Step 6: Review Form Usability
For each form in the application:
- Labels: Every input has a visible, associated label
- Placeholder text: Used for examples only, not as labels
- Input types: Correct HTML input types (email, tel, number, date) for mobile keyboards
- Validation timing: Errors shown on blur or submit (not on every keystroke)
- Error messages: Specific ("Email must include @") not generic ("Invalid input")
- Required fields: Clearly marked (and optional fields are marked if most are required)
- Field grouping: Related fields visually grouped (name, address, payment sections)
- Autocomplete:
autocompleteattributes set for standard fields (name, email, address, cc-number) - Tab order: Logical flow matching visual layout
- Multi-step forms: Progress indicator shows current step and total steps
- Persistence: Form data preserved if user navigates away and returns
Expected: Each form assessed against the checklist with specific issues documented. On failure: If there are many forms, prioritize the highest-traffic forms (registration, checkout, contact).
Step 7: Write the UX/UI Review
## UX/UI Review Report
### Executive Summary
[2-3 sentences: overall usability, most critical issues, strongest aspects]
### Heuristic Evaluation Summary
| Heuristic | Severity | Key Finding |
|-----------|----------|-------------|
[Summary table from Step 1]
### Accessibility Compliance
- **Target**: WCAG 2.1 AA
- **Status**: [X of Y criteria pass]
- **Critical failures**: [List]
### User Flow Analysis
[Key friction points with severity and recommendations]

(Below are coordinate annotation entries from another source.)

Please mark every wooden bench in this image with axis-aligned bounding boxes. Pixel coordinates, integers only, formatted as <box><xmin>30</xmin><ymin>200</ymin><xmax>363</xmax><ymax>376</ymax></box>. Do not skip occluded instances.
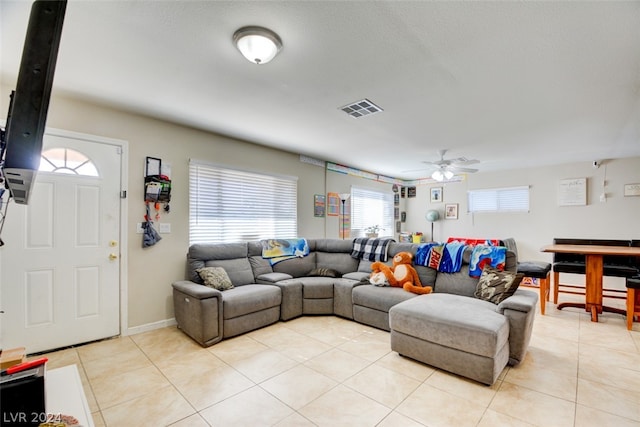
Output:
<box><xmin>552</xmin><ymin>238</ymin><xmax>638</xmax><ymax>304</ymax></box>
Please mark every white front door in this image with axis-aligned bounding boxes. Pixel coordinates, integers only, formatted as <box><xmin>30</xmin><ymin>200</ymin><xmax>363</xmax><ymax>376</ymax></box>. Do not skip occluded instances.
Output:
<box><xmin>0</xmin><ymin>134</ymin><xmax>122</xmax><ymax>353</ymax></box>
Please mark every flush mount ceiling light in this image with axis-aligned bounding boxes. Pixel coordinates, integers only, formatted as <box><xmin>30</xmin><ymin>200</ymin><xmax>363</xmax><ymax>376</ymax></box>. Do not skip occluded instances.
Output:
<box><xmin>233</xmin><ymin>26</ymin><xmax>282</xmax><ymax>64</ymax></box>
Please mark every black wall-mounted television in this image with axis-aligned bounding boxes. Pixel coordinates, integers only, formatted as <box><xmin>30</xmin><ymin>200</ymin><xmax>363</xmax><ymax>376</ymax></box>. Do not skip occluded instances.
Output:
<box><xmin>0</xmin><ymin>0</ymin><xmax>67</xmax><ymax>205</ymax></box>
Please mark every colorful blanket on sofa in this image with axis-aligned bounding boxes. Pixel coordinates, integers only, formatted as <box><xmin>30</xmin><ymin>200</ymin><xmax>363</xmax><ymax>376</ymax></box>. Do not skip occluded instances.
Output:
<box><xmin>260</xmin><ymin>238</ymin><xmax>309</xmax><ymax>265</ymax></box>
<box><xmin>447</xmin><ymin>237</ymin><xmax>502</xmax><ymax>246</ymax></box>
<box><xmin>415</xmin><ymin>243</ymin><xmax>466</xmax><ymax>273</ymax></box>
<box><xmin>351</xmin><ymin>237</ymin><xmax>394</xmax><ymax>262</ymax></box>
<box><xmin>469</xmin><ymin>245</ymin><xmax>507</xmax><ymax>277</ymax></box>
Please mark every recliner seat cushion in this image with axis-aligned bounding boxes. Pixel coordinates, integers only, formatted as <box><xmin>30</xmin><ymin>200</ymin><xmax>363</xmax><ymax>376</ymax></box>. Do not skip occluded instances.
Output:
<box><xmin>222</xmin><ymin>285</ymin><xmax>282</xmax><ymax>319</ymax></box>
<box><xmin>351</xmin><ymin>285</ymin><xmax>417</xmax><ymax>313</ymax></box>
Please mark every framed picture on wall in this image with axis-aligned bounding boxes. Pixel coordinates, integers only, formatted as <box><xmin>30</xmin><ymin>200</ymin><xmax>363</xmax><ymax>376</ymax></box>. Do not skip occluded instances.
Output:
<box><xmin>431</xmin><ymin>187</ymin><xmax>442</xmax><ymax>203</ymax></box>
<box><xmin>444</xmin><ymin>203</ymin><xmax>458</xmax><ymax>219</ymax></box>
<box><xmin>313</xmin><ymin>194</ymin><xmax>326</xmax><ymax>217</ymax></box>
<box><xmin>327</xmin><ymin>193</ymin><xmax>340</xmax><ymax>216</ymax></box>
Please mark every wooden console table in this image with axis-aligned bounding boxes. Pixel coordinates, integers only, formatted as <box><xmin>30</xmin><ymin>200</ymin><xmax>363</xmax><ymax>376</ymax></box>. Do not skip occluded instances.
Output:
<box><xmin>44</xmin><ymin>365</ymin><xmax>94</xmax><ymax>427</ymax></box>
<box><xmin>540</xmin><ymin>244</ymin><xmax>640</xmax><ymax>322</ymax></box>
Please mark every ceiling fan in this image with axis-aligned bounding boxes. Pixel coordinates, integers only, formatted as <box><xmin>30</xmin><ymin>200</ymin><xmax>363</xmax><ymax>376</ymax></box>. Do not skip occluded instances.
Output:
<box><xmin>408</xmin><ymin>150</ymin><xmax>480</xmax><ymax>181</ymax></box>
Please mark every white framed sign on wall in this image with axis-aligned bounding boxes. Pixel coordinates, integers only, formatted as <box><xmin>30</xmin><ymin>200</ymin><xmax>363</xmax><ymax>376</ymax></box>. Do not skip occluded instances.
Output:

### Top 5 Improvements (Prioritised)
1. **[Issue]** — Severity: [N] — [Specific recommendation]
2. ...
### What Works Well
1. [Specific positive observation]
2. ...
Expected: Review provides prioritised, actionable recommendations with severity ratings. On failure: If the review surfaces too many issues, categorise into "must fix" (severity 3-4) and "should fix" (severity 1-2).
Validation
- All 10 Nielsen heuristics evaluated with severity ratings
- WCAG 2.1 criteria checked (at minimum: 1.1.1, 1.4.3, 2.1.1, 2.4.7, 3.3.1, 4.1.2)
- Keyboard navigation tested for key user flows
- Screen reader tested (or ARIA/semantic HTML reviewed as proxy)
- At least one critical user flow analysed for friction
- Cognitive load assessed
- Form usability evaluated
- Findings prioritised by severity with actionable recommendations
Common Pitfalls
- Confusing UX with visual design: UX is about how it works; visual design is about how it looks. A beautiful interface can have terrible UX. Evaluate both but distinguish them.
- Testing only the happy path: Error states, empty states, loading states, and edge cases are where UX problems hide.
- Ignoring real devices: Browser dev tools responsive mode is a proxy. Real device testing catches touch, performance, and viewport issues.
- Accessibility as an afterthought: Accessibility issues found late are expensive to fix. Evaluate early and continuously.
- Personal preference as UX feedback: "I would prefer..." is not UX feedback. Cite heuristics, research, or established patterns.